Background counts may be included in the simulation by setting the 'bkg' parameter with background data previously read into the Sherpa session from a PHA file. The background counts are appropriately scaled, a Poisson draw is taken of the scaled background counts, and then that is added to the simulated source counts. (If there are multiple backgrounds, then the average of the backgrounds is added to the simulated source counts.) Leaving the 'bkg' parameter empty will generate a spectrum containing only source counts.
Before fake_pha can be run, a model with the same id as the faked dataset must be defined; see "ahelp set_source"
- id - id for the faked dataset. Any existing id will be overwritten, so use different values to compare results from more than one simulation or to compare a simulation to real data.
- arf - accepts an ARF filename or a Sherpa data object that contains the ARF data (see "unpack_arf"). Set to None for no ARF.
- rmf - accepts an RMF filename or a Sherpa data object that contains the RMF data (see "unpack_rmf"). This file is required.
- exposure - length of observation in seconds. Required input.
- backscal - background scaling factor; default=None
- areascal - area scaling factor; default=None
- grouping - integer array of grouping flags; default=None
- grouped - boolean to indicate if data is grouped; default=False
- quality - integer array of quality flags; default=None
- bkg - PHA data for the background; default=None (in this case, only source counts are simulated)
If a source data set by data set ID is used and contains no grouping flags then 'grouped' should be negated.
sherpa> fake_pha(1, arf="data_arf.fits", rmf="data_rmf.fits", exposure=50000) sherpa> fake_pha(1, "data_arf.fits", "data_rmf.fits", exposure=50000)
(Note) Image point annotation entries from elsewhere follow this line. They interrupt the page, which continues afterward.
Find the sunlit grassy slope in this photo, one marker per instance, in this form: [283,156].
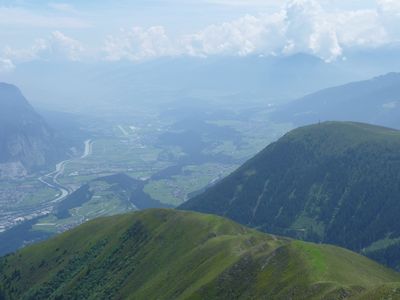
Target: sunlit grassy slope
[168,254]
[333,182]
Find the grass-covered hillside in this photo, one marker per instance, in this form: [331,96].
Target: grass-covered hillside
[168,254]
[104,196]
[334,182]
[374,101]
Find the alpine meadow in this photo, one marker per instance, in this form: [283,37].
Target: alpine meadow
[205,150]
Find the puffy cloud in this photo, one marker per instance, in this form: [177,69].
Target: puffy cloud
[6,65]
[66,47]
[63,7]
[139,44]
[299,26]
[19,17]
[242,37]
[56,46]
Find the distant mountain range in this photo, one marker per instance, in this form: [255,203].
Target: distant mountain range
[375,101]
[269,78]
[167,254]
[334,182]
[26,141]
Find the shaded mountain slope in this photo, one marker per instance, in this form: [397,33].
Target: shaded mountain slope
[167,254]
[26,142]
[334,182]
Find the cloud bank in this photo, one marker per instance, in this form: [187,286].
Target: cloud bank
[299,26]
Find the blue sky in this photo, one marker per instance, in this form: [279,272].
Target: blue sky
[147,29]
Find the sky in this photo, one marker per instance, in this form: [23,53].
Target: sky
[140,30]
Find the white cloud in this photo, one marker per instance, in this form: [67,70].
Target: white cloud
[6,65]
[63,7]
[308,26]
[138,44]
[242,37]
[66,47]
[19,17]
[56,46]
These two commands are equivalent ways of running fake_pha with the ARF and RMF filenames specified.
The ARF and RMF response files associated with dataset 1 are loaded directly with fake_pha() and used to simulate a 50ks source spectrum, ungrouped by default, and without a background component. The faked data overwrites the existing dataset with id=1.
sherpa> set_source(1,const1d.c1*powlaw1d.p1) sherpa> fake_pha(1, arf=get_arf(), rmf=get_rmf(), exposure=10000, grouped=True, bkg=get_bkg())
A model is defined for dataset 1, then fake_pha is run to simulate a grouped, 10ks source-plus-background spectrum, using the responses and background data associated with PHA data set 1 (replacing the loaded PHA data in data set 1 with the faked counts).
sherpa> arf1=unpack_arf("data_arf.fits") sherpa> set_arf(1, arf1, 1) sherpa> rmf1=unpack_rmf("data_rmf.fits") sherpa> set_rmf(1, rmf1, 1) sherpa> fake_pha(1, arf=arf1, rmf=rmf1, exposure=30000)
The ARF and RMF response files associated with dataset 1 are loaded with the unpack_arf/rmf functions and assigned response data set ID "1" with the set_arf/rmf functions. Data set 1 and its instrument response are then used to simulate a 30ks, ungrouped, source-only spectrum with fake_pha. The faked data overwrites the existing dataset with id=1.
sherpa> fake_pha(1, arf=get_arf(), rmf=get_rmf(), exposure=50000)
Using the ARF and RMF associated with dataset 1 - obtained via the get_arf and get_rmf commands - simulate a 50ks ungrouped source spectrum. The faked data overwrites the existing dataset with id=1.
sherpa> rmf = unpack_rmf("3c273.rmf") sherpa> set_source(xsphabs.abs1*powlaw1d.p1) sherpa> fake_pha(1, arf=None, rmf=rmf, exposure=10000,grouped=True)
A 10ks grouped spectrum is faked with just an RMF (no ARF).
See the bugs pages on the Sherpa website for an up-to-date listing of known bugs.